Il ricatto: o accetti o si chiude il cantiere. Ma il 32% dei lavoratori vota NO al referendum
Che fine ha fatto la realizzazione del bacino di costruzione per il quale era stato deciso lo studio di fattibilità nell'accordo di programma del 9 novembre 2011, firmato da Ministero dello Sviluppo Economico e da tutti i sindacati confederali?
E' forse la domanda che si sono fatti i lavoratori della Fincantieri di Castellammare di Stabia che l'11 febbraio scorso si sono espressi nel referendum sull'accordo siglato il 1° febbraio, anche questo da tutti i sindacati.
Già, perché, in quest'ultima intesa, del bacino di costruzione non c'è più traccia, ma si parla soltanto della commessa di una nave fluviale per l'armatore canadese Societé des Traversiers du Quebec. Si tratta di un traghetto di piccole dimensioni che dovrà essere consegnato alla fine del 2014.

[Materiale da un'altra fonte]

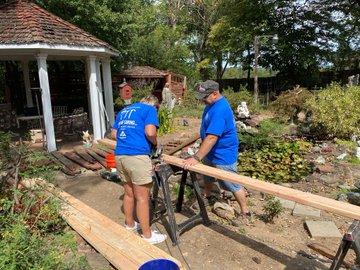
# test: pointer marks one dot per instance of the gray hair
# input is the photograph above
(151, 100)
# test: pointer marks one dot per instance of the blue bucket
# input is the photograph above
(159, 264)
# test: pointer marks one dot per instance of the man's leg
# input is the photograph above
(142, 195)
(129, 204)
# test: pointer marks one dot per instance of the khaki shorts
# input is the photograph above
(134, 169)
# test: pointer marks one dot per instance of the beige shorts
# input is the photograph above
(134, 169)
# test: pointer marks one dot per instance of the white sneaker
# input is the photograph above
(155, 238)
(133, 229)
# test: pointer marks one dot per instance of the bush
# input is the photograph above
(235, 98)
(277, 162)
(190, 106)
(290, 103)
(335, 111)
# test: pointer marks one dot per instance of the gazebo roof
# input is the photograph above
(25, 25)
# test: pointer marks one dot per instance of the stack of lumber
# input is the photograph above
(81, 157)
(122, 248)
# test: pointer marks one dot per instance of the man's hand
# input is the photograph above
(189, 162)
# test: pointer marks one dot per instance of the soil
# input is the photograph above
(258, 245)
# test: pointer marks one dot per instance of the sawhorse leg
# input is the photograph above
(350, 240)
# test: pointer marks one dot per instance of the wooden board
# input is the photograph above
(189, 141)
(66, 162)
(80, 151)
(305, 198)
(108, 143)
(87, 165)
(122, 248)
(100, 159)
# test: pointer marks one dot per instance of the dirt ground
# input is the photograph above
(260, 245)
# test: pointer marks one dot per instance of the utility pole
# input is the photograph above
(256, 52)
(256, 63)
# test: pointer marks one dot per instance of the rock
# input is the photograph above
(322, 228)
(325, 168)
(329, 179)
(341, 157)
(320, 160)
(224, 210)
(354, 198)
(257, 260)
(342, 197)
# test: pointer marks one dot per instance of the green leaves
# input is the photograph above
(278, 162)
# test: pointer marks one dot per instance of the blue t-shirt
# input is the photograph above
(130, 124)
(218, 119)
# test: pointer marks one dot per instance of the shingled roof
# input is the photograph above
(143, 72)
(23, 23)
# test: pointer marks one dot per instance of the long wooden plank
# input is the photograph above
(108, 143)
(120, 246)
(74, 157)
(80, 151)
(101, 160)
(189, 141)
(305, 198)
(67, 163)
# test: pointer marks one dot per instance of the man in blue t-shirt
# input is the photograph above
(135, 131)
(219, 147)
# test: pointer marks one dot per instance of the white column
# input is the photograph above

La commessa frutterà 148 milioni di euro alla Cassa Depositi e Prestiti, attuale proprietario di Fincantieri voluto dal governo Monti per pilotare la vendita dell'azienda a capitali privati. Un accordo che ai 609 lavoratori porterà invece riduzione d'organico (circa il 40%), prepensionamenti, flessibilità contrattuali e un solo anno di lavoro "certo".
L'azienda, complici i sindacati confederali, accampando la crsi della cantieristica, negli anni passati ha razionalizzato la produzione espellendo dal ciclo produttivo gran parte delle maestranze e usando contro di esse i lavoratori dell'indotto, specializzati ma sottopagati e privi di ogni tutela.
Nell'accordo del 1° febbraio si legge che «il sito di Castellammare... ha dovuto registrare... un carico di lavoro insufficiente per la piena saturazione delle risorse». Tutta colpa, afferma l'azienda, dei giganti asiatici come Hyundai, Samsung ed Stx, i cui cantieri cinesi possono contare su una manodopera supersfruttata.
A pagare la scarsa competitività di Fincantieri con la cassa integrazione e la perdita dei diritti sono stati, e continuano ad esserlo, i lavoratori, compresi quelli dell'indotto. I profitti, invece, non si toccano! Il bilancio operativo del 2012, approvato il 26 febbraio scorso dal cda di Fincantieri è emblematico: ricavi per 2,38 miliardi di euro, margine operativo lordo di 137 milioni e utili per 15 milioni (9 nel 2011).
L'esito del referendum sull'accordo di Castellammare è stato ben lontano dal risultato plebiscitario auspicato da azienda, Fiom, Fim, Uilm e Ugl. Il 32% dei lavoratori ha detto NO all'accordo-ricatto. Perché di questo si tratta. In perfetto stile "Pomigliano", i lavoratori sono stati messi di fronte ad un ricatto: o accetti la commessa canadese e il ridimensionamento degli impianti e delle maestranze, o si chiude il cantiere. Una chiusura, peraltro, probabilmente solo rimandata e un ricatto che sarà presto riproposto anche agli altri cantieri come quello di Sestri.
L'unica via d'uscita per i lavoratori di Fincantieri è quella di riprendere la lotta facendola convergere con quella di tante altre aziende in crisi (Fiat, Alcoa, Ilva, ecc.) contro i tagli al salario e ai posti di lavoro e per redistribuire il lavoro esistente tra tutti a pari salario.
Solo così i lavoratori potranno ritrovare la fiducia nella propria forza.